Saya menyimpulkan bahwa hamper tersebut bermakna saat menjalani kehidupan di dunia, manusia tentunya memiliki porsi masing-masing, baik rezeki maupun ujian. Walau demikian, manusia harus ingat bahwa dengan menanamkan dan menerapkan keadilan, kebersamaan, kesederhanaan, ketidakserakahan, serta kesadaran akan keterbatasan, juga keyakinan akan pertolongan Allah, insyaAllah, segala hal yang dialami dalam kehidupan ini dapat dijalankan dengan penuh ketenangan--meski ini tidaklah mudah.

Lalu, Al-Qur'an dan tasbih. Keduanya merupakan benda yang harus dimiliki oleh umat Islam. Al-Qur'an adalah pedoman seorang muslim. Segala hal yang terjadi dalam kehidupan ini, baik di dunia maupun (kelak) di akhirat, diungkapkan di dalamnya. Selain itu, dengan memahami keutamaan membacanya, mengingatkan kita semua bahwa kelak Al-Qur'an akan memberikan syafaat kepada pembacanya pada hari kiamat. Adapun tasbih biasa digunakan untuk berzikir, di antaranya bertasbih, bertahmid, bertakbir, bertahlil, dan beristigfar.

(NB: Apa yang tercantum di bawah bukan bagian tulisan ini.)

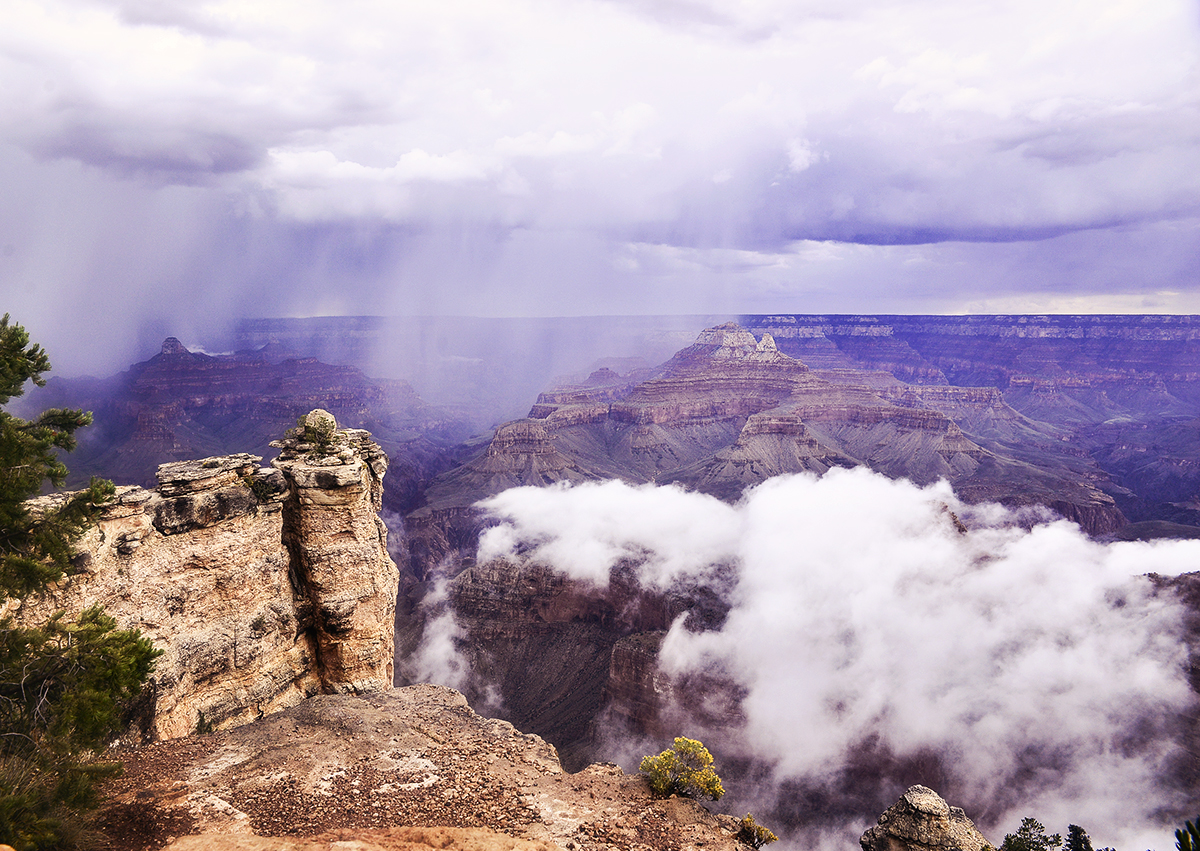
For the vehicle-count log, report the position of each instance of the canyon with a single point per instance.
(1087, 418)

Dengan kata lain, Al-Qur-an dan tasbih ini menjadi sebuah pengingat betapa pentingnya kita untuk mengingat dan meyakini Allah Swt. sekaligus mengejar pahala dan berharap mendapatkan syafaat kelak di hari kiamat dan akhirat. Ya Allah, semoga kami mendapatkan itu semua dari-Mu. Aamiin ya Rabbalalamiin.

Satu "sesuatu" lagi, yakni pajangan sepeda. Tentu kita tahu bahwa sepeda akan dapat berjalan dengan roda. Alegorinya, roda berputar itu seperti kehidupan. Mengapa demikian? Karena dalam menjalani kehidupan, ada kalanya kita berada di posisi atas dan juga di bawah. Jadi, tinggal cara kita menyikapi saat keadaan kehidupan berada di atas dan di bawah, salah satunya ialah dengan bersyukur kepada Allah karena semua itu dari dan merupakan takdir-Nya.

Berdasarkan penjelasan (sangat) sederhana mengenai filosofi "sesuatu" dari mereka, sahabat saya dan Prajurit, semua itu berada dalam satu simpulan, yakni tentang harmoni kehidupan. Dalam menjalani kehidupan yang kadang kala berada di atas dan ada kalanya di bawah, harus kita sikapi dengan rasa syukur dan sabar dengan menyerahkan segalanya kepada Allah Swt., berzikir kepada-Nya, membaca Al-Qur'an sebagai "obatnya", pun tidak lupa untuk senantiasa bersikap, bertindak, dan berpikiran dengan kesederhanaan, berkeadilan, tidak diselimuti keserakahan, serta menyadari bahwa manusia tidak ada yang sempurna karena memiliki keterbatasan sesuai porsinya masing-masing.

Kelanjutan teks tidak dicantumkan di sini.